Ангара — замечательно красивая река, и главная ее красота — в разнообразии. Нет ни одного ландшафта на протяжении каждых десяти километров, похожего на виды следующих десяти. Ангара то разливается широкими плесами (до 8 километров), спокойными, почти без течения, то шумит бурунами у подводных камней, шивер и порогов, сжатая в скалах, то вся загромождена островами, на которых сейчас идет сенокос. Берега Ангары то обрывисты, — и тогда различные геологические профили рельефно выступают вперед, повествуя о далеком прошлом этой страны,— то хребты, непрерывно волнующие землю, спускаются к воде пологими скатами, заросшими хвойным или смешанным лесом, или заставленными коричневыми домиками поселков.

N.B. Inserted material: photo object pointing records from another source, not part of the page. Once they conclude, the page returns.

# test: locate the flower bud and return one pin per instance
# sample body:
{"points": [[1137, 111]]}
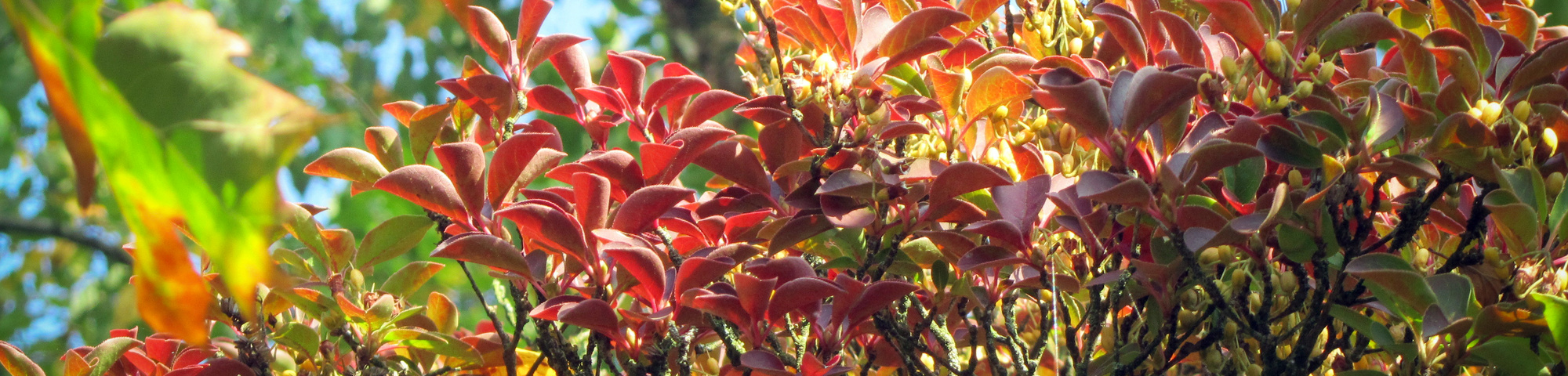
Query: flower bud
{"points": [[1492, 112], [1326, 73], [1274, 54], [1304, 90], [1555, 184], [1230, 70], [1550, 140], [1522, 112]]}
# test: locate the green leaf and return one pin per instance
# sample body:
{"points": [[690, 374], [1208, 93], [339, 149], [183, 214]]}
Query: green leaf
{"points": [[299, 338], [1517, 222], [1556, 314], [1246, 178], [107, 353], [1396, 284], [410, 278], [1385, 121], [921, 251], [1296, 244], [393, 239], [435, 342], [1511, 355], [16, 363], [1456, 295], [1288, 148], [1363, 325]]}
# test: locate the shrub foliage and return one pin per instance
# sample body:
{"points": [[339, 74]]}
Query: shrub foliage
{"points": [[978, 187]]}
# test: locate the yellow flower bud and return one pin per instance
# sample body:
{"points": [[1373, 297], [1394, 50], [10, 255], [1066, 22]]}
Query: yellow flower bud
{"points": [[1274, 52], [1490, 112], [1550, 140], [1304, 90], [1522, 112], [1555, 184], [1312, 62]]}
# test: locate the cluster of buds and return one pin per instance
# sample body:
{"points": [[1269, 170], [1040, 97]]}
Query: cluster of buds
{"points": [[1061, 29]]}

Идут дни. Мы плывем. На седьмые сутки пути — Енисей. Две громадных реки, шириной по 2 километра каждая, борются за главенство. И Енисей побеждает, благодаря быстрому течению, которое гнетет спокойно вышедшие из коридора скал хрустально-чистые воды Ангары.
У устья Ангары есть поселок «Стрелка» и пароходная пристань. Мне посчастливилось. Очень скоро красавец «Коссиор» — пассажирский пароход, курсирующий по Енисею от г. Минусинска до г. Енисейска, подает сигнальный гудок, и ночь с седьмого на восьмой день отплытия из Кежмы я провожу на настоящей постели после полугодового перерыва.

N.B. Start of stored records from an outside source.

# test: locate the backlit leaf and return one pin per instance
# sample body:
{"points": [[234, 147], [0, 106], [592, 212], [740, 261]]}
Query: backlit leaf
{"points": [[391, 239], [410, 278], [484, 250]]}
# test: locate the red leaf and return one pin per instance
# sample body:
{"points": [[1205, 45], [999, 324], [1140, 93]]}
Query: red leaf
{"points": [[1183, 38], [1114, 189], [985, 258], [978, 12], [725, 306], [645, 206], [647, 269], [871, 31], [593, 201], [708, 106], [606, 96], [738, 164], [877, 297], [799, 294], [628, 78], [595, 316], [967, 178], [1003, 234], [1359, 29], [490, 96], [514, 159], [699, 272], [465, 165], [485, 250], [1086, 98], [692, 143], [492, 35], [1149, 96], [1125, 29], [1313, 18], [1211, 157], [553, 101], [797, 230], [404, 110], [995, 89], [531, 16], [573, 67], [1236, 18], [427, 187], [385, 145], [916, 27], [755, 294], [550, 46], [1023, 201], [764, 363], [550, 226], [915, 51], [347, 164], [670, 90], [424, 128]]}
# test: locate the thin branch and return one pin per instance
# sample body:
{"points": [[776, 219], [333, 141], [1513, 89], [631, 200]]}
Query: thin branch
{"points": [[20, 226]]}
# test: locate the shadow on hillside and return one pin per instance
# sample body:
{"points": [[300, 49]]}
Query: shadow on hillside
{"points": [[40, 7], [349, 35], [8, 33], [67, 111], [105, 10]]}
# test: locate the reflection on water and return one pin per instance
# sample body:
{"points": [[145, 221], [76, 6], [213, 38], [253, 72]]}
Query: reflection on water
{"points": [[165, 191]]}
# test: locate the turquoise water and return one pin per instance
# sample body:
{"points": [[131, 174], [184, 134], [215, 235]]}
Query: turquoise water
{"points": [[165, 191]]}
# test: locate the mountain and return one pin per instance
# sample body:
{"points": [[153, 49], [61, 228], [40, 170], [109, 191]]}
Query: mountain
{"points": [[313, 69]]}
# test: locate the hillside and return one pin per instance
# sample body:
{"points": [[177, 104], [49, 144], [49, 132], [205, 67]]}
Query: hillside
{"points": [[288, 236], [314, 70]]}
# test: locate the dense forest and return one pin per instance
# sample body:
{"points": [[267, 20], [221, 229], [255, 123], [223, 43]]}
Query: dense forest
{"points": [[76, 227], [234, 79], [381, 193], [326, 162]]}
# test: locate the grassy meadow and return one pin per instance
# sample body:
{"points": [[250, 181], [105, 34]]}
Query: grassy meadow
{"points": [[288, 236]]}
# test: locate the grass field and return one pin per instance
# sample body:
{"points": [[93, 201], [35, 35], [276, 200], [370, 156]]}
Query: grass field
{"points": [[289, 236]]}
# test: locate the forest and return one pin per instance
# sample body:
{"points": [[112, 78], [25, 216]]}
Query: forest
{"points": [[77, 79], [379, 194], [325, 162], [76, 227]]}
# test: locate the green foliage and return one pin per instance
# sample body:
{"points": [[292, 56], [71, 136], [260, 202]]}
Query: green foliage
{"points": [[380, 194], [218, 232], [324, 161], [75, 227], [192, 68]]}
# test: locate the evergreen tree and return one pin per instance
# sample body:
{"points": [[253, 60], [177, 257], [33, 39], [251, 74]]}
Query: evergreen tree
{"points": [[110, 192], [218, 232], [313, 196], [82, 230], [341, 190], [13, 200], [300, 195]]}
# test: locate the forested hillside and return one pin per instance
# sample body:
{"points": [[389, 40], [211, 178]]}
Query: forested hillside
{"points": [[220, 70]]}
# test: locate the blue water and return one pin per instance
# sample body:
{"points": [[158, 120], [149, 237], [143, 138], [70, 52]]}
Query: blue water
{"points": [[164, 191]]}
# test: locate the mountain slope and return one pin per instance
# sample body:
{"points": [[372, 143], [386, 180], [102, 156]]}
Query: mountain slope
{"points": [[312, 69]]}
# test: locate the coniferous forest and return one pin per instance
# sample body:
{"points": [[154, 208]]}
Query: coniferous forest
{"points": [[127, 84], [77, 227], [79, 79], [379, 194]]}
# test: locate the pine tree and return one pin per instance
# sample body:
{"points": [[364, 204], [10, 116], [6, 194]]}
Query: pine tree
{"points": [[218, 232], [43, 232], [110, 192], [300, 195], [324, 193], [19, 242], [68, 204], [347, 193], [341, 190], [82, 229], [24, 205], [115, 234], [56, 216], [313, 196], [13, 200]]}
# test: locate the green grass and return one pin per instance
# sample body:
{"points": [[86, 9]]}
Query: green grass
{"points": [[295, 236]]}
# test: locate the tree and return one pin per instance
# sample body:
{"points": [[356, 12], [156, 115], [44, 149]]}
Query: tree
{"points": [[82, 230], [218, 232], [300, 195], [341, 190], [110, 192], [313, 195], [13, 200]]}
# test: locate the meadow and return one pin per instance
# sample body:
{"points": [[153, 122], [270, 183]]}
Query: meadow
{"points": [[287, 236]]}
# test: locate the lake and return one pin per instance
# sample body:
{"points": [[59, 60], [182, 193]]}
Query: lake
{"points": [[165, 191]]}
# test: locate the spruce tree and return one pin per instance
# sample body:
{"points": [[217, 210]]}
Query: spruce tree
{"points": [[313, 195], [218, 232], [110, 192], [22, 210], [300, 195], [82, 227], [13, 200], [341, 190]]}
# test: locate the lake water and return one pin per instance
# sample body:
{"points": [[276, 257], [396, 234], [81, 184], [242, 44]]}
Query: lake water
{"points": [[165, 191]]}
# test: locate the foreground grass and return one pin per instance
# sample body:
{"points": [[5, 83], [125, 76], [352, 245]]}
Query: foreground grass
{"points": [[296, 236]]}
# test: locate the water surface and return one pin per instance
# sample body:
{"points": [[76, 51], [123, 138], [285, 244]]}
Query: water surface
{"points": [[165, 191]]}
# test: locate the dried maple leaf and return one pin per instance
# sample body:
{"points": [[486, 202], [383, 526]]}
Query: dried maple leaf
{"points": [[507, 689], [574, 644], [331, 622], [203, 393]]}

Итак, мой рейс окончился благополучно. Только вид у меня отчаянный, и пассажиры, хотя и привычные сибиряки, все же поглядывают в мою сторону с смущением: ведь на мне разноцветные заплаты, сделанные собственноручно еще в тайге.
Кипит жизнь в Москве... В грохоте, лязге, звоне машин и разговоре гудков строится новый мир...
Сентябрь. Еще совсем тепло, но торопиться обратно все же надо, чтобы двинуться с вьючным обозом через тайгу в тот момент, когда подмерзнут болота и топи. Надо уловить тот момент — между осенью и зимой, когда дождливый период уже закончится, а глубоких снегов еще нет.
В Академии наук сделан доклад о создавшемся положении. Признано необходимым немедленно организовать помощь Л. А. Кулику и отпущены требуемые суммы.
Советская общественность, чуткая ко всякому делу науки, широко дебатирует в прессе вопрос о метеоритной экспедиции и самоотверженной работе ее начальника, Л. А. Кулика.
— Ведь он остался в одиночестве... Живет там в дикой Стране мертвого леса только с собакой...
22 сентября вечером, в 10 часов снова знакомый Маньчжурский экспресс. Гудок. — «До свиданья», — кричат с перона провожающие товарищи. Редакция журнала «Всемирный следопыт» посылает со мной со следующим поездом своего сотрудника, — писателя - путешественника А. Смирнова. Это меня очень радует: все же не одному придется организовывать партию и скитаться в тайге.
Бегут и бегут ряды телеграфных столбов.
Хорошо идет маньчжурский экспресс, но все же так хочется его поторопить! Глухое беспокойство все время шевелится внутри: «Как-то Леонид Алексеевич?!»
Неожиданно телеграмма из Новосибирска. Сибкрайисполком просит задержаться для согласования вопроса о экспедиции помощи Кулику.
Утром 27 — Новосибирск, город, который я очень люблю за энергию и громадную жизненность. В этом городе все звенит в труде, и красочные контрасты, которые создал американский темп роста его, рассеяны всюду... Рядом с великанами-домами из стекла и бетона доживают свой век деревянные, подслеповатые хибарки...
Асфальт и заросшие гусиной травой переулки...
Привет тебе, столица Красной Сибири!
В 12 часов — заседание специальной оперативной четверки краевого исполкома, с представителями ведомств. Председательствует тов. Хропин.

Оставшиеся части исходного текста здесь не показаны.